Stoker es un raro artefacto que no parece estar imbuido dentro de las corrientes del cine contemporáneo, tampoco podemos considerarlo como cine añejo. Esta factura enrarecida y extraña en pleno 2013, con su virtuosismo medido y controlado, acentúa perfectamente la latencia siniestra que recorre todos los fotogramas. Hoy, optar por estos mecanismos en las dimensiones narrativas y visuales no es tanto somatizar un modelo de cine en crisis, sino trabajar sobre procesos de depuración que limpian al film de excesos visuales y perspectivas autoconscientes, pero que mantienen autónomo el sistema de representación frente al narrativo.
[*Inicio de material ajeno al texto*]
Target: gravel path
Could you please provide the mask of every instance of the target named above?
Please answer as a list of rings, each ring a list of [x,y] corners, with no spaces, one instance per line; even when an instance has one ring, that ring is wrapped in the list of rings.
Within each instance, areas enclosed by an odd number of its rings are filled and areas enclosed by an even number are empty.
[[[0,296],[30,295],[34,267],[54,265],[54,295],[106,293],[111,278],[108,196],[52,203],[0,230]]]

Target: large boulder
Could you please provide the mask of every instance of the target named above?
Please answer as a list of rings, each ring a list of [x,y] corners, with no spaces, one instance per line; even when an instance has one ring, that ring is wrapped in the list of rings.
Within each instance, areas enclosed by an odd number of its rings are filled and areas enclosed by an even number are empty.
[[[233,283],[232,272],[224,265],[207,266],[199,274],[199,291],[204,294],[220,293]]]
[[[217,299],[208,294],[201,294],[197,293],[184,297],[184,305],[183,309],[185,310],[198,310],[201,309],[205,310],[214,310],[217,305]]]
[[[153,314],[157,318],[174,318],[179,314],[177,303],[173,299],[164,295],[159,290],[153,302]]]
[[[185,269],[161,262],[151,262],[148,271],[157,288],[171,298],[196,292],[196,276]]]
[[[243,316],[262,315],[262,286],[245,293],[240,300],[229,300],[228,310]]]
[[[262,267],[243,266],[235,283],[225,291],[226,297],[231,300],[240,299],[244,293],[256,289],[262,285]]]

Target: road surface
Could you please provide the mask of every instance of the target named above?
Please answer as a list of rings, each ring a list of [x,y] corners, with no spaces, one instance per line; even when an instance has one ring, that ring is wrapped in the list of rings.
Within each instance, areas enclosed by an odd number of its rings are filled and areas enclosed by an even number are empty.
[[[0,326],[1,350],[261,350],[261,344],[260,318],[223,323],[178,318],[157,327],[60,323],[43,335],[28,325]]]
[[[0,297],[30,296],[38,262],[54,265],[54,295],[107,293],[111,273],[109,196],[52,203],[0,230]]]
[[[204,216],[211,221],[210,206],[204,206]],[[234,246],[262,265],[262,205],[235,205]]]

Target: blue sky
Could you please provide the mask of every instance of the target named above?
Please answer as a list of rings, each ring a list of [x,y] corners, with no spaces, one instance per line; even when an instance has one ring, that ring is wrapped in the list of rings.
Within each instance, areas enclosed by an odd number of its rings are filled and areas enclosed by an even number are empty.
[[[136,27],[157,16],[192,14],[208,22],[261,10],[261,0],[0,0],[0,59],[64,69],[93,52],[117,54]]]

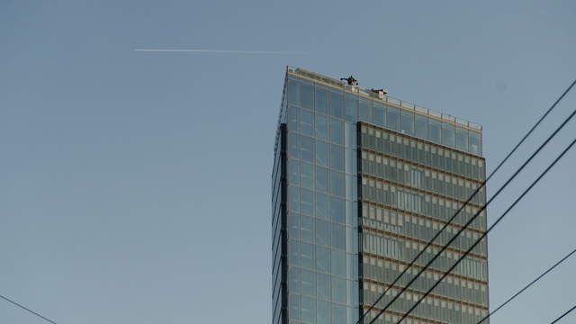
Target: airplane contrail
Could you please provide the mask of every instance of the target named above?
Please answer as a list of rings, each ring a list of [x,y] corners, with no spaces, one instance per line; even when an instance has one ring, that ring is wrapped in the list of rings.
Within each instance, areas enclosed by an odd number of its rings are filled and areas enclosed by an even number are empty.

No existe una relación de subordinación de uno sobre otro (el cine clásico impone el narrativo), tal como advertía González Requena, sino que ambos trabajan en términos de colaboración donde mantienen su independencia, en afortunada analogía de la situación de Park Chan-wook trabajando en un sistema de producción tan caníbal como el de Hollywood. Es, por tanto, un ejercicio de estilo que añora la pureza, que ejecuta un paso atrás para revigorizar una estilística que había llegado a signos de agotamiento en Thirst (2009), porque quiso muy pronto situarse en el límite, llevando al paroxismo y a la estridencia a una retórica que no podía ir más allá, que rompía todos los márgenes y ofrecía ejercicios tan elefantiásicos como los de Old boy (2003) o su segmento para Three extremes (2004). Stoker supone la conciencia de los límites que una vez se derribaron y cómo trabajar en la circunvalación de ellos.